Optimizing Failover Delay Sensitivity¶
Multicloud support enables cross-cluster automatic failover for applications, thereby ensuring the stability of applications deployed across multiple clusters. The delay sensitivity of failover is mainly influenced by the following two dimensions of metrics, which need to be configured in combination to achieve the desired delay sensitivity effect.
- Cluster Dimension: Duration for marking a cluster as unhealthy, Cluster eviction tolerance duration
- Workload Dimension: Cluster taint tolerance duration
Introduction to Failover Features¶
After enabling failover in DCE 5.0 Multicloud Management, the following configuration options are provided:
Parameter | Description | Field Name | Default Value |
---|---|---|---|
ClusterMonitorPeriod | Interval for checking cluster status | Mark health check duration at startup | 60s |
ClusterMonitorGracePeriod | If the cluster health status is not obtained within this configured time during runtime, the cluster will be marked as unhealthy | The runtime marks the duration of an unhealthy check | 40s |
ClusterStartupGracePeriod | If the cluster health status is not obtained within this configured time at startup, the cluster will be marked as unhealthy | Graceful ejection timeout duration | 600s |
FailoverEvictionTimeout | After a cluster is marked as unhealthy, it will be tainted and enter eviction state if this duration is exceeded (cluster will be tainted with eviction) | Eviction tolerance time | 30s |
ClusterTaintEvictionRetryFrequency | Maximum waiting duration after entering the graceful eviction queue, after which immediate deletion will occur | Check Interval | 5s |
Timeline for Workload Eviction¶
A simple explanation of the diagram below: We stipulate that the cluster API is called every 10 seconds to record the health status of the cluster. When all four results are healthy, we consider the cluster to be healthy. At this point, if the TCP connection between DCE and the cluster API server is disconnected for 10-20 seconds and the cluster health status is not obtained, the cluster will be considered abnormal. If the cluster does not recover health within the specified time, it will be marked as unhealthy and tainted with NoSchedule. If it exceeds the specified eviction tolerance duration, it will be tainted with NoExecute and eventually evicted.

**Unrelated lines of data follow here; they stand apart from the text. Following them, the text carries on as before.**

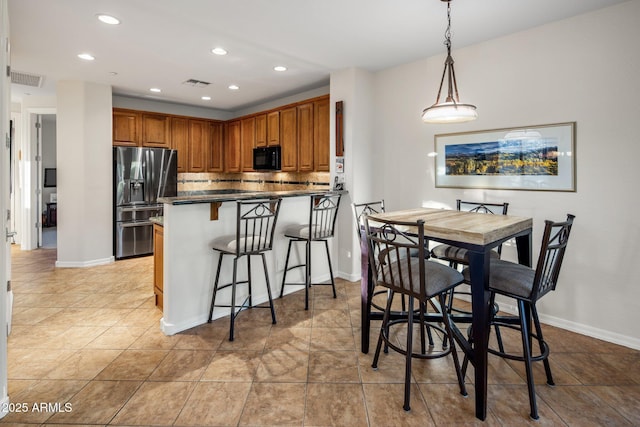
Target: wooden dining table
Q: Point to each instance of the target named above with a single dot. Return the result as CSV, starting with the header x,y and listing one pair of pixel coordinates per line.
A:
x,y
478,233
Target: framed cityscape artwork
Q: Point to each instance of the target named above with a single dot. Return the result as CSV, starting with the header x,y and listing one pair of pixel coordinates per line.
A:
x,y
538,157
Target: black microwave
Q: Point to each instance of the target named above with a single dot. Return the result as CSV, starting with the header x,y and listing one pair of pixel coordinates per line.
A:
x,y
266,158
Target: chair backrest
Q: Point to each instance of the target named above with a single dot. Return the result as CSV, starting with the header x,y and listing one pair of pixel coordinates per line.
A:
x,y
391,245
554,245
361,209
322,215
255,226
490,208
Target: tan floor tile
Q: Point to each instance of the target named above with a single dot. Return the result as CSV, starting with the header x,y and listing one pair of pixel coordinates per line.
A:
x,y
333,366
335,405
98,402
215,404
182,365
84,364
332,339
283,366
385,406
155,403
232,366
133,365
261,407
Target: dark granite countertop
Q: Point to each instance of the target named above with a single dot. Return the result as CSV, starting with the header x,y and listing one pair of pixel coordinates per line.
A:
x,y
213,196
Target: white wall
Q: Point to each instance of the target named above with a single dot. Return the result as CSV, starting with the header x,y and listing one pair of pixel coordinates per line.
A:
x,y
584,69
85,224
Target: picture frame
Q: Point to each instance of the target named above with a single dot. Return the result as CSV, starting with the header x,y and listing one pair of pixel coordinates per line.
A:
x,y
537,158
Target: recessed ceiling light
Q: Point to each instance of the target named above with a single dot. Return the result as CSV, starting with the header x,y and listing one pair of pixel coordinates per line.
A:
x,y
219,51
108,19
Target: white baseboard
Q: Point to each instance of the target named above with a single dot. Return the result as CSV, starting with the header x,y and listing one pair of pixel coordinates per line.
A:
x,y
84,264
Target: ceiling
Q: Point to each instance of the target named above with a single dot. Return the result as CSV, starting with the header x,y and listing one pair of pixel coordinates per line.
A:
x,y
163,43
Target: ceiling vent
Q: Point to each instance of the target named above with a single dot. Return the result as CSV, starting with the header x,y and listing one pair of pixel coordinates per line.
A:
x,y
196,83
26,79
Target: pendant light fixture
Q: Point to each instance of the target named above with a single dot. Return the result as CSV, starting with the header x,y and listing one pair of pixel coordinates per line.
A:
x,y
451,110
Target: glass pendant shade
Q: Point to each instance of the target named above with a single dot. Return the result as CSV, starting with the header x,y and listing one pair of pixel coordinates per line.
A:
x,y
451,110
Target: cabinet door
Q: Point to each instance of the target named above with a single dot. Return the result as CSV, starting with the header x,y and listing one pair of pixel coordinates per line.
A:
x,y
199,134
180,141
156,130
126,128
288,142
215,152
321,144
305,137
248,135
261,130
273,128
232,149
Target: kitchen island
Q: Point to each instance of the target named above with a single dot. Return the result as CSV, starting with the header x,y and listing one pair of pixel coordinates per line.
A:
x,y
191,222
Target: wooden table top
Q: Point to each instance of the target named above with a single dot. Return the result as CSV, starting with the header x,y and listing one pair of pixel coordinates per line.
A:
x,y
460,226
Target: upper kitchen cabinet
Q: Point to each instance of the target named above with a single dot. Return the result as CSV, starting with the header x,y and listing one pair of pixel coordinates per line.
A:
x,y
305,137
321,137
248,138
215,153
288,139
180,141
199,138
261,130
232,148
156,130
273,128
126,128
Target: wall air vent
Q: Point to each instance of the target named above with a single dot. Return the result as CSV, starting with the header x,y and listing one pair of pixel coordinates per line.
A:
x,y
196,83
26,79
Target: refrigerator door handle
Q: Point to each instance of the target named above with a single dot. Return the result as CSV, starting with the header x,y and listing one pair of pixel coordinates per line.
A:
x,y
135,224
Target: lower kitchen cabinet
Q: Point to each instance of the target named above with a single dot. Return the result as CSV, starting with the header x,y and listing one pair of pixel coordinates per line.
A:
x,y
158,262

Optimization Configuration for Multicloud Instances¶
In a multicloud instance, you need to enter the advanced settings -> failover section. The following configurations can refer to the above diagram to fill in parameter information.
Configuration Optimization for Multicloud Workloads¶
The configuration optimization for multicloud workloads is mainly related to their propagation policy (PP). The proper cluster taint tolerance duration needs to be modified in the propagation policy.